Creation is iterated refinement in an infinite option space
(an excerpt from a text conversation)
I was talking earlier today about how you can view a creation process not as additive (starting with a sentence, and then adding another and another) but as iterated refinement and filtering through an infinite option space (there are an infinite continuations of your first sentence. How do you choose the right continuation?) Because LLMs can explicitly compute all possible continuations, this is an interesting way to look at writing with an AI, and AI-augmented creation in general.
In the case of writing, an interesting UI for this could be like, each paragraph you write becomes a "card", and the AI can place cards underneath a card as suggestions for alternative wordings, newly discovered images, links, etc. Cards kind of "peeking out" from under a paragraph might be a neat way to signal "theres something new here you should look at" without intruding on the writer's space when they haven't explicitly summoned help. It also makes possible this other interface that I've thought about, where you click on any paragraph's "stack of cards" and it unfurls to show you 3-4 possible variations to explore other stylistic variations or clearer wordings.

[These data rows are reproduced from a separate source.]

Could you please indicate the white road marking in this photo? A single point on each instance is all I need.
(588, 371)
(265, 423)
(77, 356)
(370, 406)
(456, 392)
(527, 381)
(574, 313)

One of the critical things that Midjourney got right, as I learned from talking to David, was targeting prosumer and the "enthusiastic non-professional" users first over "pro" users. Pros may appear more lucrative in the beginning for a creative product, but they have ingrained workflows that they don't want to change. This early in the lifecycle of the technology and product, when rapid iteration is critical, Midjourney benefits enormously from the flexibility afforded by a less "pro" user base with more flexible workflows that can evolve as quickly as they can ship and experiment.
I imagine similar tailwinds benefit Replit, who seem to ship interesting future-facing ideas about how software is built faster than almost any other organization of any size.

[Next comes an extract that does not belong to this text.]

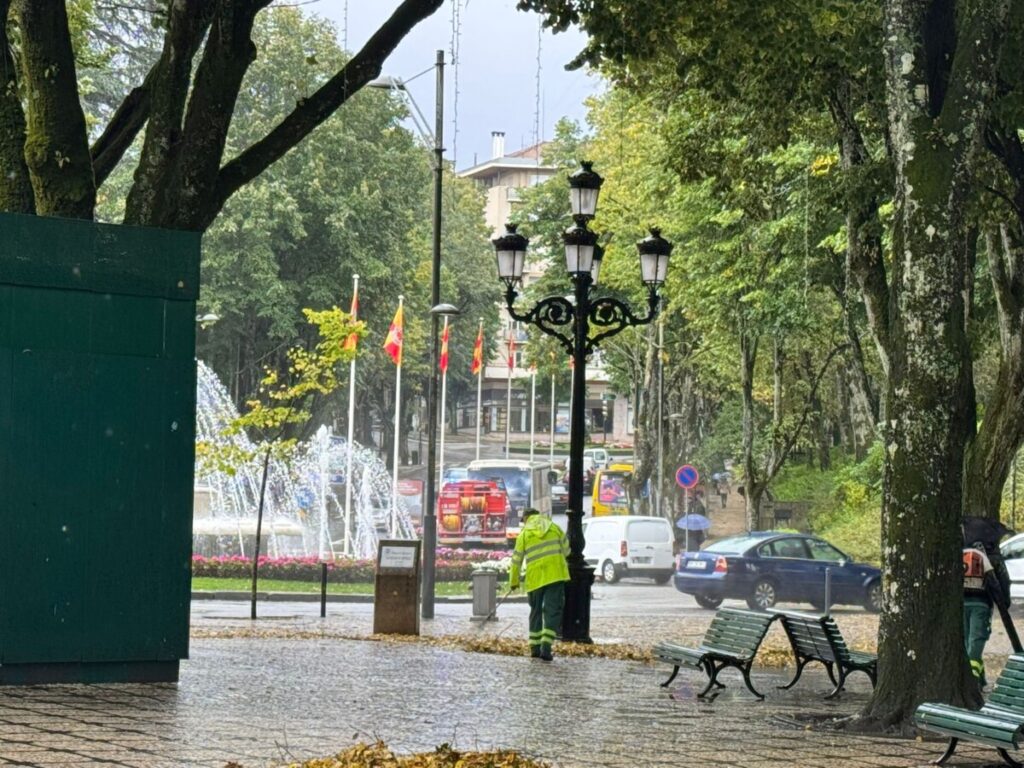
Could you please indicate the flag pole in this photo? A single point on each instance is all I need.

An insight about recommender systems from someone whose name I regretfully can't recall at the moment:
Many recommender systems/algorithms model interest as a precise static region in representation space, such that the algorithm becomes about zooming in forever and ever to higher-resolution patches of this space to find exactly what the user wants. In reality, interests shift, and the recommender algorithm may influence the user's shifting interests, in addition to being informed by them. So it makes more sense to model recommendation algorithms as a thing that traverses a linked list or a branching tree evolving over time, more than a "zooming in forever" into some perfectly interest-aligned patch of the topic space.
I noted once that the most interesting potential for virtual/mixed reality wasn't to put yourself in a virtual office or the ocean floor; it was that you could experience entirely different worlds with different physics, where time flows differently, where acoustics mutate as sound waves fly through the air. In VR, you could move through scales of experience, from nanometers to miles, as easily as you move a few feet through space in the real world.
I feel a similar sense of loss of underexploration about large generative models for images and text. We can use these models to render anything at all, tell any story at all, invent any language, create any soundscape ... and we use these dream machines mostly to render simulacra of reality with the details swapped around.
Endowed with the magic to immerse ourselves in worlds of our own making and languages of our own creation, we are so eager to rebuild worlds that already constrain us, speaking languages just as familiar as our own. We are given the power to imagine anything, and we imagine the here and now. Why?
All around us, there are other worlds blooming, if we only looked a bit closer.